Intermediate

Auto-sklearn

Auto-sklearn wraps scikit-learn with Bayesian optimization and meta-learning to automatically find the best ML pipeline for your data.

What is Auto-sklearn?

Auto-sklearn is an automated machine learning toolkit built on top of scikit-learn. It searches over 15 classifiers, 14 feature preprocessing methods, and their hyperparameters using two key innovations:

  • Meta-learning: Uses knowledge from 140+ previous datasets to warm-start the search. It identifies which algorithms work well on datasets similar to yours.
  • Bayesian optimization (SMAC): Sequentially selects pipeline configurations to evaluate, learning from past evaluations to focus on promising regions.
  • Automatic ensemble construction: Combines the top-performing models into an ensemble for better generalization.
Python - Auto-sklearn Classification
import autosklearn.classification
from sklearn.datasets import load_breast_cancer
from sklearn.model_selection import train_test_split
from sklearn.metrics import accuracy_score

X, y = load_breast_cancer(return_X_y=True)
X_train, X_test, y_train, y_test = train_test_split(X, y, test_size=0.2)

# Auto-sklearn handles everything automatically
automl = autosklearn.classification.AutoSklearnClassifier(
    time_left_for_this_task=300,  # 5 minutes total
    per_run_time_limit=30,       # 30 seconds per model
    n_jobs=-1,                    # Use all CPU cores
    ensemble_size=20,            # Ensemble top 20 models
    memory_limit=4096,           # 4 GB memory limit
)

automl.fit(X_train, y_train)
predictions = automl.predict(X_test)
print(f"Accuracy: {accuracy_score(y_test, predictions):.4f}")

# Inspect the models found
print(automl.leaderboard())
print(automl.show_models())

How Auto-sklearn Works

  1. Meta-Learning Initialization

    Computes dataset meta-features (number of features, classes, skewness, etc.) and identifies similar datasets from its knowledge base. Starts search with configurations that worked well on similar data.

  2. Bayesian Optimization (SMAC)

    Uses Sequential Model-based Algorithm Configuration to efficiently explore the space of preprocessors, algorithms, and hyperparameters.
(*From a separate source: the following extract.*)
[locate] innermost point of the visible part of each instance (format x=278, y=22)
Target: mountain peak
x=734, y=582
  3. Pipeline Construction

    Each candidate pipeline includes: data preprocessing → feature preprocessing → classifier, all with tuned hyperparameters.

  4. Ensemble Selection

    After the search budget is exhausted, builds an ensemble using greedy forward selection from the best models found.

Auto-sklearn 2.0 Improvements

  • Portfolio-based initialization: Improved warm-starting strategy using a portfolio of complementary configurations.
  • Early stopping: Stops training models that show poor initial performance, saving compute.
  • Better ensembles: Improved ensemble construction leads to more robust predictions.

Limitations

  • Linux only: Auto-sklearn requires Linux (or WSL on Windows). It does not support macOS or Windows natively.
  • Tabular data only: Not designed for images, text, or time series. Use specialized tools for those.
  • Scikit-learn ecosystem: Limited to algorithms available in scikit-learn. Does not include XGBoost, LightGBM, or deep learning models.
  • Memory intensive: Training many models simultaneously requires significant RAM.
Key takeaway: Auto-sklearn is an excellent choice for tabular classification and regression tasks within the scikit-learn ecosystem. Its meta-learning capabilities give it a head start, and automatic ensembling often produces strong results with minimal configuration.